Plan includes 185,000 square feet of office, 308 parking spaces, 7,500 square feet of retail
Kirk Pinho/Crain’s Detroit Business
The demolition of the building at 25 W. Elizabeth St. is slated to make way for the $116 million Chemical Bank headquarters in downtown Detroit.
The commission approved the demolition of the 1950 building used most recently as the Elizabeth Street annex of the Grand Park Centre office tower across Grand Circus Park on Dec. 12 . It sits in the Grand Circus Park historic district.

Thomas Shafer, president and CEO of Midland-based Chemical Bank, said demolition is expected to begin in the late spring or early summer. A contractor for the project has not yet been selected.

The application for the demolition for the first time reveals the cost of the 20-story tower planned for Woodward Avenue and West Elizabeth Street across from Comerica Park: $116 million, with a 10 percent construction contingency of $11.6 million, for a total budget of $127.6 million, according to a Nov. 15 letter from Chemical Bank Executive Vice President William Collins.
Sandwiched between the Francis Palms Building to the north and the Fyfe Building to the south on the west side of Woodward, the project is expected to be financed entirely by Chemical Bank (NASDAQ: CHFC), the letter says.

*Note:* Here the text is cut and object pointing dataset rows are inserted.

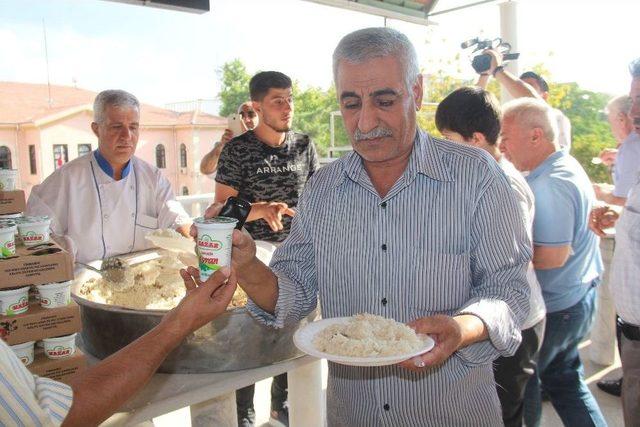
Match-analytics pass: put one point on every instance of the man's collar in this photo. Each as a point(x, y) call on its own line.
point(426, 159)
point(546, 164)
point(106, 167)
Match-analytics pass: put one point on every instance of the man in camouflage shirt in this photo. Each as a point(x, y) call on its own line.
point(267, 166)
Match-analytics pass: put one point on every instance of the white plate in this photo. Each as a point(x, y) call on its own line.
point(303, 339)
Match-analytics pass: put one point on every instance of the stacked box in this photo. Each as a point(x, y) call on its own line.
point(43, 264)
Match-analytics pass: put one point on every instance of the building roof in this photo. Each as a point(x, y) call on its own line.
point(29, 103)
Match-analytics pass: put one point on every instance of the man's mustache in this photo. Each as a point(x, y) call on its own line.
point(379, 132)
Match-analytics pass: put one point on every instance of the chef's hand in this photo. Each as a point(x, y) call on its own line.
point(602, 190)
point(204, 301)
point(601, 218)
point(243, 250)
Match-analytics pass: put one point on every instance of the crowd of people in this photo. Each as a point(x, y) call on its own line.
point(486, 239)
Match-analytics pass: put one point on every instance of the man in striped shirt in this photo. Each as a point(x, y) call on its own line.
point(97, 392)
point(409, 227)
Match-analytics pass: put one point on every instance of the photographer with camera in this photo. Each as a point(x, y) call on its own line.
point(249, 120)
point(529, 85)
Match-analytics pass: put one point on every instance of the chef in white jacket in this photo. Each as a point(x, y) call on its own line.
point(104, 203)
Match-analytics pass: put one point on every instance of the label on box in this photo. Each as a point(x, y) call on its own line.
point(12, 202)
point(47, 263)
point(57, 369)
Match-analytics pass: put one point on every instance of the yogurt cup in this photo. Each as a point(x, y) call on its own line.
point(13, 217)
point(14, 301)
point(60, 347)
point(7, 239)
point(55, 295)
point(213, 243)
point(24, 352)
point(34, 230)
point(8, 179)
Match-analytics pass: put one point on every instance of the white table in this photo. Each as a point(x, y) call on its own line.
point(169, 392)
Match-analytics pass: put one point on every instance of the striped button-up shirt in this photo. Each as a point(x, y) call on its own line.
point(448, 238)
point(29, 400)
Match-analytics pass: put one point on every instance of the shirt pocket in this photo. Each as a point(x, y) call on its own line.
point(442, 283)
point(146, 221)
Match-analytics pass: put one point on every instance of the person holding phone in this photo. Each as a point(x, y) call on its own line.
point(245, 120)
point(268, 167)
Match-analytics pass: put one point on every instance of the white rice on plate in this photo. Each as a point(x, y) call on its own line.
point(367, 335)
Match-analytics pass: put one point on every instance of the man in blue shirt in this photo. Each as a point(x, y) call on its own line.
point(566, 257)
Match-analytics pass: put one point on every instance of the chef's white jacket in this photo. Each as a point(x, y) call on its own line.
point(101, 216)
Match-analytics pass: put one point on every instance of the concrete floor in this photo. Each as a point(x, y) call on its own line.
point(610, 405)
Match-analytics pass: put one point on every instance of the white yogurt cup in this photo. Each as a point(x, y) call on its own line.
point(60, 347)
point(55, 295)
point(12, 217)
point(24, 352)
point(213, 243)
point(7, 239)
point(34, 230)
point(14, 301)
point(8, 179)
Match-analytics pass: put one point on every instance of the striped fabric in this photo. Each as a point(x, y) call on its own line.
point(447, 238)
point(29, 400)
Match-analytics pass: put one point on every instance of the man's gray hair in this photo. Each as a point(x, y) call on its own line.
point(619, 105)
point(378, 42)
point(112, 97)
point(532, 113)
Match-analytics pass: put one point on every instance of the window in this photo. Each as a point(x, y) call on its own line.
point(161, 161)
point(60, 155)
point(32, 160)
point(83, 149)
point(5, 157)
point(183, 156)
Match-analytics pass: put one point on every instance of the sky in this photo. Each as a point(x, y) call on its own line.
point(167, 56)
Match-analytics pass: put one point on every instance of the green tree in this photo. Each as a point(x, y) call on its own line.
point(235, 87)
point(590, 131)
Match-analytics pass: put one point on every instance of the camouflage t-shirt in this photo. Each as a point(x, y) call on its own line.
point(262, 173)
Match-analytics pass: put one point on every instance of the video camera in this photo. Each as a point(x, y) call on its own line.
point(482, 62)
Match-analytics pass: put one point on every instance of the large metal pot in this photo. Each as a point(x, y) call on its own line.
point(233, 341)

New details about the building’s composition are also revealed.
The first floor is slated for about 7,500 square feet of retail space, while floors two through 11 are expected to have about 308 parking spaces. Floors 12 through 20 would have approximately 185,000 square feet of office space, with a balcony on floor 19 and three floors slated for other tenants taking up to 63,000 square feet of the total office space, according to an HDC briefing document.

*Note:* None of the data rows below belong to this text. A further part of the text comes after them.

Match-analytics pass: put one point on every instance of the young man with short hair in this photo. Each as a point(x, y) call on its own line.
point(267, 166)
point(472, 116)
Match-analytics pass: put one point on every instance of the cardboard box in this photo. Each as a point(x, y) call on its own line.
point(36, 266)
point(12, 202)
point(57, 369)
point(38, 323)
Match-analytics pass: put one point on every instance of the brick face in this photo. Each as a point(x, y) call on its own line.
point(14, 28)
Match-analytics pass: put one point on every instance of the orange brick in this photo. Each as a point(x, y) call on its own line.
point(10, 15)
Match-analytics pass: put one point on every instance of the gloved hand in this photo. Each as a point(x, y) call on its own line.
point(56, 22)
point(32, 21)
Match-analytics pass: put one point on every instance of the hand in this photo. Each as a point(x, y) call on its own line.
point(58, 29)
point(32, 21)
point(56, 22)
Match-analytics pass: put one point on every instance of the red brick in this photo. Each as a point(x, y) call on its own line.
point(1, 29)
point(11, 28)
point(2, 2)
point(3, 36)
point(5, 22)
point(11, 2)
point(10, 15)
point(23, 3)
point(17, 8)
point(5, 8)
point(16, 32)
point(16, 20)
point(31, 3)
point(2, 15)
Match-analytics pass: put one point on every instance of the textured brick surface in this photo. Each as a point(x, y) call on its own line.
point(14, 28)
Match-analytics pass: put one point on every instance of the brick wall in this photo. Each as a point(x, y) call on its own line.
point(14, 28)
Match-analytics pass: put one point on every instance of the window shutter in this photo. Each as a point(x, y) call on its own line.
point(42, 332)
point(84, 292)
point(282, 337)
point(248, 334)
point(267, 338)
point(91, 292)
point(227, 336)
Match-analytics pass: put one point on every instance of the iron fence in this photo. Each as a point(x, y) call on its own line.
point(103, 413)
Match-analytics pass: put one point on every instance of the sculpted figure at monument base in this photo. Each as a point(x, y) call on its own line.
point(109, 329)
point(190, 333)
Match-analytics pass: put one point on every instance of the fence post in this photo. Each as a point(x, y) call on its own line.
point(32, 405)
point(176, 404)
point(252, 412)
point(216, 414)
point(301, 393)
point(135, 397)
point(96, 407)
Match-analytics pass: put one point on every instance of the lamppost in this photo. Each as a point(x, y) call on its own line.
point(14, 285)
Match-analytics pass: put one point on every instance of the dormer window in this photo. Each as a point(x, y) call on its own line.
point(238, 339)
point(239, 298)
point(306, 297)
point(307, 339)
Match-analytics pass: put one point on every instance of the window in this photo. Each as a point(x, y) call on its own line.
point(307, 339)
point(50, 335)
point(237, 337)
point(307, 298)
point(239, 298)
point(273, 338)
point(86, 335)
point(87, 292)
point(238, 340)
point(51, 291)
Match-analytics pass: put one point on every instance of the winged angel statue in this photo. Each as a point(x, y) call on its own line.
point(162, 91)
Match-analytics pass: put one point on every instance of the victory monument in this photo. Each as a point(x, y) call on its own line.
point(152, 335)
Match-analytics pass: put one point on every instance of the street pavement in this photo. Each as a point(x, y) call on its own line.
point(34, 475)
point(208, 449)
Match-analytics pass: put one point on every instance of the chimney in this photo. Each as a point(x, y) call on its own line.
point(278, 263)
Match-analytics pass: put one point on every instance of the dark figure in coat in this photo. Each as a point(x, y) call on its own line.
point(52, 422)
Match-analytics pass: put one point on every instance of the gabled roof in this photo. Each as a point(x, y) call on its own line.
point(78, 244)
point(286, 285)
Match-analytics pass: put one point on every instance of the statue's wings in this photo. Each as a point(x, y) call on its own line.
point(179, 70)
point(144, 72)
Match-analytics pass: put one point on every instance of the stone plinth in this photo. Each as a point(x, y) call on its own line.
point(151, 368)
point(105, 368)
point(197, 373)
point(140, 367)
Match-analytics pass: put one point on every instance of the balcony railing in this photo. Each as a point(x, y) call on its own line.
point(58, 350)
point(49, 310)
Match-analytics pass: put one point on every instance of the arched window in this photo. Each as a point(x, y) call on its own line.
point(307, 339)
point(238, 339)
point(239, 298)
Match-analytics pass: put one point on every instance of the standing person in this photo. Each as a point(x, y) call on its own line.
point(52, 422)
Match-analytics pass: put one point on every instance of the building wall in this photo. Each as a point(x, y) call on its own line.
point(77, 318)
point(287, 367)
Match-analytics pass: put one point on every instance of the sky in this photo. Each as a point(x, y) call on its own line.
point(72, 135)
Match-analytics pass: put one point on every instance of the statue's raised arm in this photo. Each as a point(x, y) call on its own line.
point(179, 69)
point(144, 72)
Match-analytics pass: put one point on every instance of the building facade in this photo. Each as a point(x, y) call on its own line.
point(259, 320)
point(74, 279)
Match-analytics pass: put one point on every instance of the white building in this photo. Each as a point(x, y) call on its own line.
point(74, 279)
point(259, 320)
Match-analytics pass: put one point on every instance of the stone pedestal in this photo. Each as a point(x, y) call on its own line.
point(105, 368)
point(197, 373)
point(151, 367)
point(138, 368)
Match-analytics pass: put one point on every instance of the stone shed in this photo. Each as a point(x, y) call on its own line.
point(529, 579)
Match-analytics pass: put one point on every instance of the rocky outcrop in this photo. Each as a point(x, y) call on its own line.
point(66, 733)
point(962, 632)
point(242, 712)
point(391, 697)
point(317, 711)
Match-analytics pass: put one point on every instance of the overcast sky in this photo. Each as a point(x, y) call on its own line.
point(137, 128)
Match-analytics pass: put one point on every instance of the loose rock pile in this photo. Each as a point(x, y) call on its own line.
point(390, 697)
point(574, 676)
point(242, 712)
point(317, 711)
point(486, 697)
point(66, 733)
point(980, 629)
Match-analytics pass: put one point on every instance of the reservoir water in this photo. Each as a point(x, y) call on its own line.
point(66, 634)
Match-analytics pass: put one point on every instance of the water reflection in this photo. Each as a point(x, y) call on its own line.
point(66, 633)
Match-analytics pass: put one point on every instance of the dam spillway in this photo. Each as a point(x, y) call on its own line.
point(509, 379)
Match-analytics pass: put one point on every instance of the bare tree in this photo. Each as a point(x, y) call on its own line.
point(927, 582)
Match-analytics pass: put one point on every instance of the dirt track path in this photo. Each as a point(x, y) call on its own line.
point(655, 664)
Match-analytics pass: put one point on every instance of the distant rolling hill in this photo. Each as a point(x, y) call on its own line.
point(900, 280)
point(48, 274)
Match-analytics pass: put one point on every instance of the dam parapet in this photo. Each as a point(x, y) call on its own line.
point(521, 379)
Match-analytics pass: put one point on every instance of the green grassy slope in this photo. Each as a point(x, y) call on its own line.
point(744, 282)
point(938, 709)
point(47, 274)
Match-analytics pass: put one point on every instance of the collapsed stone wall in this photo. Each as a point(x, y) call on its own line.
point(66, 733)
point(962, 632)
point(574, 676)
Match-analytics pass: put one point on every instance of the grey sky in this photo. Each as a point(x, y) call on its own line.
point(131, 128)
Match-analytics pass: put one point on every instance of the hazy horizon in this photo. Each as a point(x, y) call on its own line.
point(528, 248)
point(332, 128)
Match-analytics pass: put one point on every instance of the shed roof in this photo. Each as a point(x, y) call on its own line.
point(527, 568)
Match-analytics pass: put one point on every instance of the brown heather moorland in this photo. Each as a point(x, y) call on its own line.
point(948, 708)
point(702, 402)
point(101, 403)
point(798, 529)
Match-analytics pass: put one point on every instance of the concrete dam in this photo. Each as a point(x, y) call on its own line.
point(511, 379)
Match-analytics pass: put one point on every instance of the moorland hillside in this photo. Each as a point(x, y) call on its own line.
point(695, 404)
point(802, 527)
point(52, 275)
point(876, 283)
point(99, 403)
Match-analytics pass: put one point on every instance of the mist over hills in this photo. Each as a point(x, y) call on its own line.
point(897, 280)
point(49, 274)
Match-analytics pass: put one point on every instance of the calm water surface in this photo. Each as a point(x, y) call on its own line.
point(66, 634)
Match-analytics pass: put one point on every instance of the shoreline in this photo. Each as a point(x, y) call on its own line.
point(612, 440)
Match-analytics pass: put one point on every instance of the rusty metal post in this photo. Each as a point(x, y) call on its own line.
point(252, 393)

Shafer said in a Monday email that the company is “continuing to make progress on our plans for our new headquarters facility on Woodward.” He noted that he will update the bank’s board of directors next month on the project.
The to-be-demolished building is 10 stories, with six floors of office space, the vast majority of which is vacant. The first four floors are parking.
The plan calls for completion of the 20-story, 420,000-square-foot buildig within the next two years, with construction beginning by the second quarter next year. The construction amounts to $276.19 per square foot at $116 million, and $303.81 per square foot at $127.6 million.
Chemical Bank’s move to Detroit is intended to help the bank, which absorbed Troy-based Talmer Bancorp Inc. in 2016, grow in metro Detroit and add to its strength in outstate Michigan. Detroit has not had a major bank headquarters since Comerica Inc. moved its home base to Dallas more than a decade ago.

Chemical Bank reported third-quarter revenue of $70.4 million, up from $69 million in the second quarter and $40.5 million in the third quarter of 2017. The bank, the seventh-largest in the state overall with $11.8 billion in deposits in the region as of June 2017, says it has $20.3 billion in total assets. That’s up from $18.8 billion a year ago and $19.8 billion at the end of the first quarter. It has 3,300 employees and 1 million customers.
Detroit-based Neumann/Smith Architecture is designing the project.